As much as we might try to resist, endings happen in every moment—the end of a breath, the end of a day, the end of a relationship, and ultimately the end of life. And accompanying each ending is a beginning, though it may be unclear what the beginning holds. In How We Live Is How We Die, Pema Chödrön shares her wisdom for working with this flow of life—learning to live with ease, joy, and compassion through uncertainty, embracing new beginnings, and ultimately preparing for death with curiosity and openness rather than fear.

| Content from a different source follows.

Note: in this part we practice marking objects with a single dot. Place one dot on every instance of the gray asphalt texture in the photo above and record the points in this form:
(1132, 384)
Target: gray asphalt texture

Poignant for readers of all ages, her teachings on the bardos—a Tibetan term referring to a state of transition, including what happens between this life and the next—reveal their power and relevance at each moment of our lives. She also offers practical methods for transforming life’s most challenging emotions about change and uncertainty into a path of awakening and love. As she teaches, the more freedom we can find in our hearts and minds as we live this life, the more fearlessly we’ll be able to confront death and what lies beyond. In all, Pema provides readers with a master course in living life fully and compassionately in the shadow of death and change.
My Notes (EWR)
Her writing seems to reflect a lifetime of dedication to her practice. What comes through is that she took and takes her practice very seriously and wants to share what she has learned with others. There's a certain kind of earnest compassion that comes through. Wholesome is another word that comes to mind.
As I read the descriptions of the various Bárdos I found myself thinking once again of the similarities between Buddhism and Catholicism. In Catholicism it was heaven, hell, purgatory and limbo. In both cases the lessons are how you live your life now will determine what happens in the afterlife.
I was appreciative of the fact that she tackles head on the issue of reincarnation, which is mostly ignored in the Buddhist literature that I am familiar with. It's a challenging concept, full of contradictions, suppositions, what looks like some very active imaginations. She suggests a way to deal with it is to suspend judgment and open yourself up to whatever lessons you might derive. That was a good advice because it allowed me to suspend my skepticism long enough to read through the descriptions, despite the fact that they seem bizarre and otherworldly.
I have a hard time with lists: 4 of this, 5 of that, and I tend to skim over those descriptions without much consideration. Some of that may be that I already have a map in my head of how to categorize my life experiences, and it resists revision and learning a new system.
I was trouble by the amount of attention she spends on Chogyam Trumpga. Perhaps elsewhere in other books she deals with his less wholesome habits, alcohol and womanizing. But it raises for me a core issue: what do you do when you find out the people that you seek to admire and learn from have significant flaws. Call it the Woody Allen syndrome, there's a part of me that never feels quite the same about people after I'm exposed to their shadow side.
A couple of passages I’d like to discuss further:
“Ignorance” as a destructive emotion is a little harder to understand. It’s a dull, indifferent state of mind that actually contains a deep level of pain. It can express itself as being out of touch, being mentally lethargic, not caring what we’re feeling or what others are going through. When this state of mind dominates us, it can turn into depression.”
“The five buddhas and all the other brilliant appearances are not the product of our usual confused, dualistic mind. They come from our true nature, which is ineffable, unprejudiced, and nondual.”